Performa 09: Symphony n.1 at PS 122

by Karinne Keithley

Symphony n. 1, created by the Italian collective Alterazioni Video and Icelander Ragnar Kjartansson, approached performance on its most ephemeral terms: an experience without residue. Attendance here was something like dining out. Structured as a kind of domesticated piece of noise art, five men in concert attire perform four formally demarcated symphonic movements (time-kept by an occasionally masochistic cohort (Kjartansson) on video), the piece made sound of out un-instruments—notably a laundry drying rack and a large bartender’s setup taped to a ladder. Meanwhile on video (and I mean vhs, this shit is old school) Kjartansson moves through task analogs to allegro, adagio, andante, etc., first shaking pasties on his heavily amplified nipples, then slamming his head and chest with a keyboard and a vhs tape, then eating a burrito (ah, the adagio), and finally strumming guitar and humming a cowboyish loop. Sonically we proceed from relatively grating found noise toward relative sonority (the sound of the bowed laundry rack is kind of whale-like in its beauty). The real project in this project was promised as “joy, infinite profound joy.” Joy, or maybe its cousin giddy happiness, definitely arrived in the fourth-movement turning-loose of the piece onto the audience, as inflatable soccer balls were kicked at us, and we hurled them back. (Only one person seemed to be pissed at getting nailed; she left early, in protest or protection.)

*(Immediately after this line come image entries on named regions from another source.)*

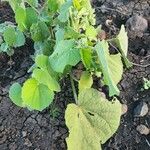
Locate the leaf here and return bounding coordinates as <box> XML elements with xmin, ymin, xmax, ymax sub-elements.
<box><xmin>79</xmin><ymin>71</ymin><xmax>93</xmax><ymax>93</ymax></box>
<box><xmin>14</xmin><ymin>30</ymin><xmax>25</xmax><ymax>47</ymax></box>
<box><xmin>15</xmin><ymin>6</ymin><xmax>26</xmax><ymax>31</ymax></box>
<box><xmin>22</xmin><ymin>78</ymin><xmax>54</xmax><ymax>111</ymax></box>
<box><xmin>73</xmin><ymin>0</ymin><xmax>81</xmax><ymax>10</ymax></box>
<box><xmin>116</xmin><ymin>25</ymin><xmax>128</xmax><ymax>56</ymax></box>
<box><xmin>25</xmin><ymin>7</ymin><xmax>38</xmax><ymax>29</ymax></box>
<box><xmin>80</xmin><ymin>48</ymin><xmax>92</xmax><ymax>69</ymax></box>
<box><xmin>0</xmin><ymin>43</ymin><xmax>9</xmax><ymax>52</ymax></box>
<box><xmin>48</xmin><ymin>0</ymin><xmax>59</xmax><ymax>13</ymax></box>
<box><xmin>85</xmin><ymin>26</ymin><xmax>97</xmax><ymax>41</ymax></box>
<box><xmin>3</xmin><ymin>26</ymin><xmax>17</xmax><ymax>46</ymax></box>
<box><xmin>9</xmin><ymin>83</ymin><xmax>23</xmax><ymax>107</ymax></box>
<box><xmin>30</xmin><ymin>21</ymin><xmax>50</xmax><ymax>42</ymax></box>
<box><xmin>26</xmin><ymin>0</ymin><xmax>38</xmax><ymax>7</ymax></box>
<box><xmin>32</xmin><ymin>69</ymin><xmax>60</xmax><ymax>92</ymax></box>
<box><xmin>58</xmin><ymin>0</ymin><xmax>72</xmax><ymax>22</ymax></box>
<box><xmin>65</xmin><ymin>89</ymin><xmax>121</xmax><ymax>150</ymax></box>
<box><xmin>49</xmin><ymin>40</ymin><xmax>80</xmax><ymax>73</ymax></box>
<box><xmin>95</xmin><ymin>41</ymin><xmax>123</xmax><ymax>96</ymax></box>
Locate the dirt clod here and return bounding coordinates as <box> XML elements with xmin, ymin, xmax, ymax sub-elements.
<box><xmin>134</xmin><ymin>102</ymin><xmax>148</xmax><ymax>117</ymax></box>
<box><xmin>136</xmin><ymin>124</ymin><xmax>150</xmax><ymax>135</ymax></box>
<box><xmin>122</xmin><ymin>104</ymin><xmax>128</xmax><ymax>115</ymax></box>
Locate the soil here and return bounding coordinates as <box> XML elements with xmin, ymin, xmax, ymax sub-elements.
<box><xmin>0</xmin><ymin>0</ymin><xmax>150</xmax><ymax>150</ymax></box>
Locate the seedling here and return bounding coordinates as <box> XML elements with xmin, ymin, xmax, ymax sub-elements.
<box><xmin>0</xmin><ymin>0</ymin><xmax>131</xmax><ymax>150</ymax></box>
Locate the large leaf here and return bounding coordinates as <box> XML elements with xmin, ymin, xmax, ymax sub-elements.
<box><xmin>22</xmin><ymin>78</ymin><xmax>54</xmax><ymax>111</ymax></box>
<box><xmin>65</xmin><ymin>89</ymin><xmax>121</xmax><ymax>150</ymax></box>
<box><xmin>95</xmin><ymin>41</ymin><xmax>123</xmax><ymax>96</ymax></box>
<box><xmin>49</xmin><ymin>40</ymin><xmax>80</xmax><ymax>73</ymax></box>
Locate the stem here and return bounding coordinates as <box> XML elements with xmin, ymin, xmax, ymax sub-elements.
<box><xmin>70</xmin><ymin>75</ymin><xmax>78</xmax><ymax>104</ymax></box>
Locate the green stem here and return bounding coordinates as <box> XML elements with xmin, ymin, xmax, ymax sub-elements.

I thought a lot about behavior—the taming of futurism, the boyish charm of ball-chucking, our collective happiness at getting to play too, and the odd, rogue photographers wandering (unsanctioned as far as I could guess) around the stage to get their close-ups, as if it really was some kind of archaic thinking that the performance took precedence over its documentation.

This project was a performance without remainder: the preparation for and undergoing of group experience, unironically, undisturbingly gleeful(if not perhaps joyful). And I really did like watching the flickering explosion of a light bulb (used for its light function in the third movement and then microwaved in the fourth), like a model H-bomb that never dreamed of melting anyone’s skin, safely sacrificing itself to our pleasure behind the rectangular window.